A few weeks ago I attended a meeting that never was. Here’s what happened.

My work partner, Sandra, and I had travelled three and a half hours in a taxi shared with three other people and the driver, over winding roads that took us over the foothills into a green valley studded with small towns.

We pulled into the dusty streets of one of those towns as it was getting dark. Three women from the women’s concerns office of the provincial government met us at the lodging house on the main drag where we would spend the night. They had invited representatives from the town’s government to meet with us and discuss the possibility of a partnership between MCC and the tiny local library—the only one for miles around. The women told us that hundreds of schoolchildren from the remoter areas of the valley have to walk long distances to get the books their teachers indicate so they can do their homework.

The purpose of our visit was to explore the option of signing an agreement with the local authorities: MCC would provide training for the librarian and donate books for the shelves; the community would be responsible for raising money to buy an equal number of books and for paying a librarian chosen from among their numbers. This would mean the children of the town and surrounding area could find the books they needed without having to travel so far.
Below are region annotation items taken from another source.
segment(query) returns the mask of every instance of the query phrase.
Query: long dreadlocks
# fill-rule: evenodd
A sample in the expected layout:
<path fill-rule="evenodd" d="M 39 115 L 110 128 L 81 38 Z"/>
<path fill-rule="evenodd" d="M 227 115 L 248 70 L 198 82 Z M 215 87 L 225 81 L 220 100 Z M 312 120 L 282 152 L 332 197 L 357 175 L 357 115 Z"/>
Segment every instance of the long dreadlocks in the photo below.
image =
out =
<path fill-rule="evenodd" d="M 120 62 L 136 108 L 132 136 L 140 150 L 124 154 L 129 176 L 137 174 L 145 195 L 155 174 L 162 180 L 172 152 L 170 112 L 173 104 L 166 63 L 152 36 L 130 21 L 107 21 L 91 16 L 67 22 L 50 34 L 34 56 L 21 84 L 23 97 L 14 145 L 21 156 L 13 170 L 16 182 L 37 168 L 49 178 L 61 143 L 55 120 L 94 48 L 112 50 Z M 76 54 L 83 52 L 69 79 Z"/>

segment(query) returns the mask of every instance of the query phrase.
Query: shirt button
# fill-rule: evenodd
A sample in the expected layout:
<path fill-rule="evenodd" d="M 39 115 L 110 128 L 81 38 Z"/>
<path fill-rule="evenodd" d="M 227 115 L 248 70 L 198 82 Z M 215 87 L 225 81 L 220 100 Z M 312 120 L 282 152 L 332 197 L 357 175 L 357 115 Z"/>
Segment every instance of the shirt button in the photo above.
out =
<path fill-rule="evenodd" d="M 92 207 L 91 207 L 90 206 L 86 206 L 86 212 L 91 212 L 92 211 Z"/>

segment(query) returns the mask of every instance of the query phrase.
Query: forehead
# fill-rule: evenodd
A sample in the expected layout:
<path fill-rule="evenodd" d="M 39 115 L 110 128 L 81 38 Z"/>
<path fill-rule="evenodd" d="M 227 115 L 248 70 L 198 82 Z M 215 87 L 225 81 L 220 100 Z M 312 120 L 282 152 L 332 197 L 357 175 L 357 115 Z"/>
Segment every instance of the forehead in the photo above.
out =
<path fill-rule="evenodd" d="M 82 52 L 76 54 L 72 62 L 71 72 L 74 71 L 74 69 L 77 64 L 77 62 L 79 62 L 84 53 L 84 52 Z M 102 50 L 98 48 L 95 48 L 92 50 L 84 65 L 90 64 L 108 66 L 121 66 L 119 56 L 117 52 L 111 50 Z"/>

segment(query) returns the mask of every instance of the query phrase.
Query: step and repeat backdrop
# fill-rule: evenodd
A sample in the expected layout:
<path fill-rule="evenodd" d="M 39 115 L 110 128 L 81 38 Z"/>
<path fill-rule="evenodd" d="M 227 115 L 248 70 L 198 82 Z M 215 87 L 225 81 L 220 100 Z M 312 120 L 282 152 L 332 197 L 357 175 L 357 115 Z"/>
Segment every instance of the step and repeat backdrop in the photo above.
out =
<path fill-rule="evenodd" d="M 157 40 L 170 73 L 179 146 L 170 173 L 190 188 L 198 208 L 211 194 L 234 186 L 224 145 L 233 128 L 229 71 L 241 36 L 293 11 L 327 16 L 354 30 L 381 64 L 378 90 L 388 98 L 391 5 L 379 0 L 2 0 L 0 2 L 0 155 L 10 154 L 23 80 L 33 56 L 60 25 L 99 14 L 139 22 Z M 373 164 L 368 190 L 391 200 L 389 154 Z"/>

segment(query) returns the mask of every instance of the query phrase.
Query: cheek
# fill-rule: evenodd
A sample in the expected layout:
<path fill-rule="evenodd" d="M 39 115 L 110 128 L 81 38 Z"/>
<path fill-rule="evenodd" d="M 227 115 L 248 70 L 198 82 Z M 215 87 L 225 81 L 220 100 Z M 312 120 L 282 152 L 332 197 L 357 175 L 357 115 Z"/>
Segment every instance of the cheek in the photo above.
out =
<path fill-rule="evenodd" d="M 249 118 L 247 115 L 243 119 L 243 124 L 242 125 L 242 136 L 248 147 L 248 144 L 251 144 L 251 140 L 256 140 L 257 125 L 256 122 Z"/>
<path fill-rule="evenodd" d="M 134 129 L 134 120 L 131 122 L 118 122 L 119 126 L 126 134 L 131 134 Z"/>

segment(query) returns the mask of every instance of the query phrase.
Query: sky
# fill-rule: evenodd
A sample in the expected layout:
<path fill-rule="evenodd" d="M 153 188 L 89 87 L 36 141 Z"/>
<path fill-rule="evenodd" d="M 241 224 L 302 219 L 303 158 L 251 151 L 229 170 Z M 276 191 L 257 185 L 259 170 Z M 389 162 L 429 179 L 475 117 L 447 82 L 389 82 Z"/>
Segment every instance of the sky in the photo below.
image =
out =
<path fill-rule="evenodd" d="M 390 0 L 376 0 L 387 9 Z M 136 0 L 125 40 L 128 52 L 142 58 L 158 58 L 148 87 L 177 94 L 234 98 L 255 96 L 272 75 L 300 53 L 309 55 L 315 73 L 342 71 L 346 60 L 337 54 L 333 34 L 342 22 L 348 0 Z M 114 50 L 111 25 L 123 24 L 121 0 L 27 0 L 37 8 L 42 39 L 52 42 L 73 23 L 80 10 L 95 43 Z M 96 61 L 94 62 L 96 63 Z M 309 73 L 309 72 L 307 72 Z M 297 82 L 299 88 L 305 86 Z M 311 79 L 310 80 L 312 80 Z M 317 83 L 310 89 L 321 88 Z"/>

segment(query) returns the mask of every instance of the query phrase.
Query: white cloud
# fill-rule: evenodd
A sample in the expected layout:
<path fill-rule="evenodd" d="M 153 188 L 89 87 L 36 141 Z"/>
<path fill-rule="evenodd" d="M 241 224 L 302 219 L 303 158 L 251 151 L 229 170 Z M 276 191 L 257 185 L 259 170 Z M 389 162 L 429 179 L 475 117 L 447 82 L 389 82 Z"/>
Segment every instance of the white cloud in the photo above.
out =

Many of the libraries MCC has worked with over the years have also become the sites of community meetings, cultural activities, and more—this could be the start of something big, I remember thinking as we sat and discussed the possibilities.

The next morning was our meeting with the local government officials…or so we thought. We waited fifteen minutes, half an hour, an hour—nothing. No one came.

What happened? The truth is, we don’t know. Maybe education isn’t a high priority for the current leaders of the town. Maybe political infighting is making this kind of project impossible for the time being. A woman we met in the street on our way back to the boarding house, the leader of a local trade guild, had her own interpretation: “Our government officials are just interested in collecting their salary,” she told us. “And the people don’t want to make waves—they stay silent.”

So how did we spend that hour’s wait—me, Sandra, and the women from the provincial government? Talking, mainly. Somehow we got on the subject of ironies and paradoxes; I think it was when someone was telling me about the inhabitants of Tarija, Bolivia’s southernmost province. (It seems tarijeños have a reputation for being easy-going—so easy-going that they seem to move in slow motion. The joke is that out of Tarija has come a famous race-car driver.) Here are a few we laughed over then, plus others I’ve noticed since:

Until the 1980s, Santa Cruz’s jail was at the end of one of the city’s main streets. The name of the street: Libertad—“Liberty.”

Each political party in Bolivia has its own theme color: blue for MAS (Movimiento al Socialismo, “Movement toward Socialism”), red for Podemos (a coalition of the country’s traditional political powerhouses), etc. The color of the workers’ revolutionary party? A pretty shade of pink.

The name of one of the candidates for diputado (representative) in the recent elections: “Choco” Moreno. In the local vernacular, choco is a nickname that means “blondie.” Moreno, besides being a common last name, also means “dark-haired.”

I saw a church along the highway that was called Iglesia de las Puertas Abiertas, “Church of the Open Doors.” You guessed it: it was closed.

Although we returned from our visit to the valley disappointed, maybe some good will come out of it that we can’t imagine just yet. Maybe our conversations with the representatives of the women’s concerns office will help deepen the relationship between their office and MCC, or lead to other opportunities elsewhere. Still, it was disheartening to see the urgent need for better educational opportunities in that place, and be unable to do anything about it.

Why is so often the case that where there is the most need, there is also the most apathy or resistance to change? Another paradox, I guess.